How to prove that averaging averages of different partitions of a dataset produces the same overall average After testing some cases, it appears to be true that if you create partitions in a dataset, average the data in the partitions, then average the averages, you get the same result as if you averaged the entire dataset. 
For instance:
avg(1,3,5,8,4,2) = 3.8333
avg(1,3,5) = 3
avg(8,4,2) = 4.6667
avg(3, 4.6667) = 3.8333
I'd like to be able to show that this is always true. Any ideas on this?
Thanks!
 A: This isn't true, here's a counter example. Consider the set $\{2, 2, 4\}$. Then 
$$
\text{avg}(\{2, 2, 4\}) = \frac{8}{3}
$$ 
but 
$$
\text{avg}(\{\text{avg}(\{2\}), \text{avg}(\{2, 4\})\}) = \text{avg}(\{2, 3\}) = \frac{5}{2} \neq \frac{8}{3}.
$$
A: Let's partition our $N$ elements into two sets with sizes $N_1,N_2$ and sums $S_1,S_2$.
The averages will be: $\frac{S_1}{N_1},\frac{S_2}{N_2}$
The average of this will be: $0.5(\frac{S_1}{N_1}+\frac{S_2}{N_2})$
If we assume the sizes are equal then $N_1=N_2=0.5N$ and we get:
$0.5(\frac{S_1}{N_1}+\frac{S_2}{N_2})=0.5(\frac{S_1+S_2}{0.5N})=\frac{S_1+S_2}{N}$
Which is exactly the average of the original set.
In the general case, as mentioned in ttnphns's comment, this would be true only if you weigh the average by the sizes of the partitions.
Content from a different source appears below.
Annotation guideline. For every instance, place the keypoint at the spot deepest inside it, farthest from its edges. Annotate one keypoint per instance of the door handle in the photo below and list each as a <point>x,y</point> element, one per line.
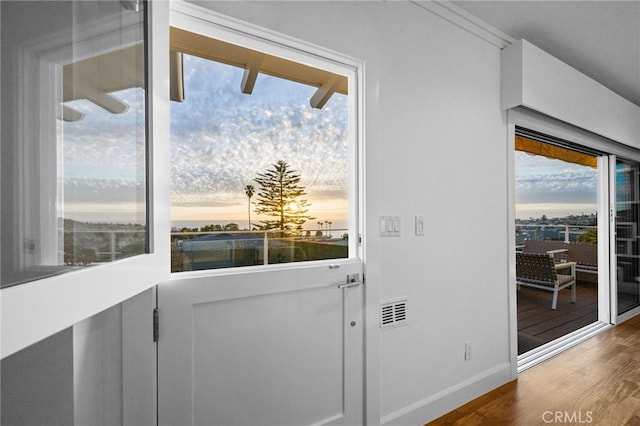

The proof is similar to the one I gave.
A: Let's partition our N elements into two sets (s1, s2) with sizes N1, N2 and averages A1, A2 respectively.
To to deduce the average A of N elements from this information ( N1, N2, A1, A2 ), we can use this formula:
   Average = Sum / NumElements 
=> Sum = Average * NumElements

Also:
   Average of all numbers = Sum of numbers / Count of numbers

Now
Sum of all numbers = N1*A1 + N2*A2
Total Elements = N1 + N2

Therefore correct answer is:
A = ( N1*A1 + N2*A2 ) / ( N1 + N2 )

Only when sizes of both partitions is same:
N1 = N2
A = (N1*A1 + N2*A2 )/ (N1+N2) = (N1*A1 + N1*A2)/(N1+N2) = N1*(A1+A2)/(2*N1)
=> A = (A1 + A2)/2

Hence the first answer only holds when size of both partitions is same.